Вот когда мне понадобилось все мое мужество и присутствие духа! Все зависело от этой минуты: я рисковала обнаружить единственную важную тайну в моей жизни: узнай меня моя девица, я бы погибла; а если бы я выказала малейшее удивление либо тревогу, она тотчас бы меня опознала или, во всяком случае, догадалась бы, кто я, а затем и сама бы открылась.

Первой моей мыслью было изобразить обморок — плюхнуться наземь (вернее на пол) и тем вызвать всеобщий переполох; мне бы подали нюхательную соль, и я таким образом могла бы заслонить рот рукой или платком — а может, и тем и другим, — так что половина моего лица была бы скрыта; придя немного в себя, я сослалась бы на запах смолы, либо на духоту в каюте; но в последнем случае мне предложили бы выйти на палубу подышать, а там, к сожалению, было больше не только воздуха, но и света; а пожалуйся я на запах смолы, капитан пригласил бы нас всех к себе в дом, благо, идти было недалеко, поскольку судно стояло почти у самого берега, и, чтобы на него попасть, нам пришлось всего лишь взойти по мосткам на корабль, пришвартованный к причалу, а оттуда — на наш. Итак, рассудив, что подобный маневр не принесет пользы, я от него отказалась. Тем более, что время уже было упущено, и пока я пребывала в нерешительности, обе дамы поднялись и двинулись мне навстречу; делать нечего — я подошла к дочери и поцеловала ее. Разумеется, я предпочла бы избежать этого поцелуя, однако это было совершенно невозможно.

Должна признаться, что, несмотря на охвативший мою душу тайный ужас, вследствие которого я еле удержалась на ногах, очутившись подле дочери и целуя ее, я вместе с тем испытывала также и неизъяснимую радость: ведь это плоть от моей плоти, мое родное дитя! Последний раз я ее поцеловала в тот роковой день, когда, разбитая горем и проливая потоки слез, я простилась со своими детьми, которых Эми вместе с той доброй старушкой увезла в Спитлфилдс. Мне стоило невероятных усилий подавить бурю чувств, охвативших меня при одном ее виде; что же со мною сделалось, когда уста мои прикоснулись к ее щеке, и сказать невозможно. Перо не в силах описать, а слова выразить, потрясающего действия, какое на меня оказало это прикосновение. Что-то молнией пронеслось по моим жилам, сердце мое затрепетало, голова была в огне, в глазах потемнело, а внутри будто все оборвалось. Руки мои, казалось, вот-вот, помимо моей воли, обовьют ее шею, и я начну целовать ее без конца.

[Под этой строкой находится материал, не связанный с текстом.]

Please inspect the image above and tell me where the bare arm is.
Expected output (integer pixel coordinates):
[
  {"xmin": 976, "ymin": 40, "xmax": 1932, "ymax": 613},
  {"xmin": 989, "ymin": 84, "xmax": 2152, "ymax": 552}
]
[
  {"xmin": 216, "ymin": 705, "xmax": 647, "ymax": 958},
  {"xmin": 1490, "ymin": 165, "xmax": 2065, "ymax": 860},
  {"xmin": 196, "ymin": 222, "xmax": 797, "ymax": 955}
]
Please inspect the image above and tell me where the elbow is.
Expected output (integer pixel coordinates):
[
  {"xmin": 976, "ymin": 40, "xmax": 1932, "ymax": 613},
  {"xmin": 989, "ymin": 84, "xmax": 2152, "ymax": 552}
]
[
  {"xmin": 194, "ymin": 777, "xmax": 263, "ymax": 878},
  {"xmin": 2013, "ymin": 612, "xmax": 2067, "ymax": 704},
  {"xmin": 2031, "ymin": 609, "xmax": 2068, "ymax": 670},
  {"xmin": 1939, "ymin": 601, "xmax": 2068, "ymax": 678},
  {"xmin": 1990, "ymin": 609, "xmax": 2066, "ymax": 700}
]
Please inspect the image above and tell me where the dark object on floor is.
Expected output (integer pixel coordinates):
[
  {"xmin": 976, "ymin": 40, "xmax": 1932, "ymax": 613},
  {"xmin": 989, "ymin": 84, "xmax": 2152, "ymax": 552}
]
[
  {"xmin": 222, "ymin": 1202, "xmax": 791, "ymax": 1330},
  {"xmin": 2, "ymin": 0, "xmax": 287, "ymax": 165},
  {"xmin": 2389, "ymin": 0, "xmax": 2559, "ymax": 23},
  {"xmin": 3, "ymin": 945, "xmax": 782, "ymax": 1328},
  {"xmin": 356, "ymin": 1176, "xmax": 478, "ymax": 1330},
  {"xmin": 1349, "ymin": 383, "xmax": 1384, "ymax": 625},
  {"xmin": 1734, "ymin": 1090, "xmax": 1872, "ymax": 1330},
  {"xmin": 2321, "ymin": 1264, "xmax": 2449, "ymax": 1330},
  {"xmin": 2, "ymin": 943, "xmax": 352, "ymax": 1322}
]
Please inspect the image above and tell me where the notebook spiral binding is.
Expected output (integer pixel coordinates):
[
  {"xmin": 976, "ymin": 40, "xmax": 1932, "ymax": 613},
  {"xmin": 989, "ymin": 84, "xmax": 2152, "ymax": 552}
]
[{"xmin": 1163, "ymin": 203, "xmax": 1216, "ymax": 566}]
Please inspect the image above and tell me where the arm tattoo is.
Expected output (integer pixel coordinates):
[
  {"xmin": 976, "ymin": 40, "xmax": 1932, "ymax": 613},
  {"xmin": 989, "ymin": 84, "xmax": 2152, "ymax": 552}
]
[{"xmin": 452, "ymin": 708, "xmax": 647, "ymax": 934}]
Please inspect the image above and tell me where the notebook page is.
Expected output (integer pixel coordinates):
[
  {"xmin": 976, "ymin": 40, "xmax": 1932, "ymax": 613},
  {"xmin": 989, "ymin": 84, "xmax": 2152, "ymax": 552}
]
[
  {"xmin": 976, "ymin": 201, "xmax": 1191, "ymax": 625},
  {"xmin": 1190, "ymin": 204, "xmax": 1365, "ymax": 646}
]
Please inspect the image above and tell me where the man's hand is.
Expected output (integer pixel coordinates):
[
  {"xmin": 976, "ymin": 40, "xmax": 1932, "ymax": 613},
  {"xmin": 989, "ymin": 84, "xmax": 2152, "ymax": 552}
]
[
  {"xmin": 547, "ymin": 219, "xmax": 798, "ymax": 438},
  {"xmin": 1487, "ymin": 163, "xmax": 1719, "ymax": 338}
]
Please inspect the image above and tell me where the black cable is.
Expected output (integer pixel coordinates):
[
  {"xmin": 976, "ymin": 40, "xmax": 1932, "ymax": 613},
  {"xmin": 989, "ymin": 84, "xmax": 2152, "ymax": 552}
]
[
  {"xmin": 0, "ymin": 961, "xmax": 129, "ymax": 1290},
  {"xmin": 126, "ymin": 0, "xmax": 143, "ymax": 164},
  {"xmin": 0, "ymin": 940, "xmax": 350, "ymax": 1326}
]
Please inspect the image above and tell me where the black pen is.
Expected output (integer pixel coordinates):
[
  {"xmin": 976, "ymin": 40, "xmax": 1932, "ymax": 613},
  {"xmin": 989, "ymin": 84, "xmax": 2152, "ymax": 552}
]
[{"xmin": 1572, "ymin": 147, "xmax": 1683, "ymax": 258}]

Призвав, однако, на помощь рассудок и стряхнув минутную слабость, я села в кресло. Впрочем, я не сразу могла принять участие в общем разговоре, да это и не удивительно, поскольку душа моя все еще пребывала в смятении, которое я едва не обнаружила. Я изнемогала под бременем почти неразрешимой задачи: чувства мои пришли в такое расстройство, что скрыть их было, казалось, свыше моих сил, и, однако, от этого зависело все мое благополучие; и, дабы отвратить от себя беду, уже стучавшуюся в двери, я была вынуждена прибегнуть к жесточайшему насилию над собой.

Итак, я ее поцеловала; сперва, впрочем, я подошла к супруге капитана, которая находилась в дальнем конце каюты, возле окна, так что, повернувшись затем к дочери, стоявшей немного левее, я оказалась против света, и, несмотря на близкое расстояние, она не имела возможности как следует меня разглядеть. Я вся дрожала, я не чуяла, что говорю, что делаю, положение мое было самое отчаянное — столько надо было сообразовать противоречивых обстоятельств, ибо под страхом гибели я должна была скрывать свое смятение, и вместе с тем мне казалось, что оно всем очевидно. Я ждала, что дочь вот-вот меня узнает, и в то же время должна была во что бы то ни стало это предотвратить. Мне надлежало от нее спрятаться, однако прятаться было некуда. Короче говоря, отступать было поздно, пути к бегству отрезаны, скрыть, от нее мое лицо невозможно, а если бы я вздумала изменить голос, мой муж не преминул бы это заметить. Словом, помощи никакой ниоткуда, и надеяться на то, что счастливый случай вызволит меня из беды, я не имела ни малейшего основания.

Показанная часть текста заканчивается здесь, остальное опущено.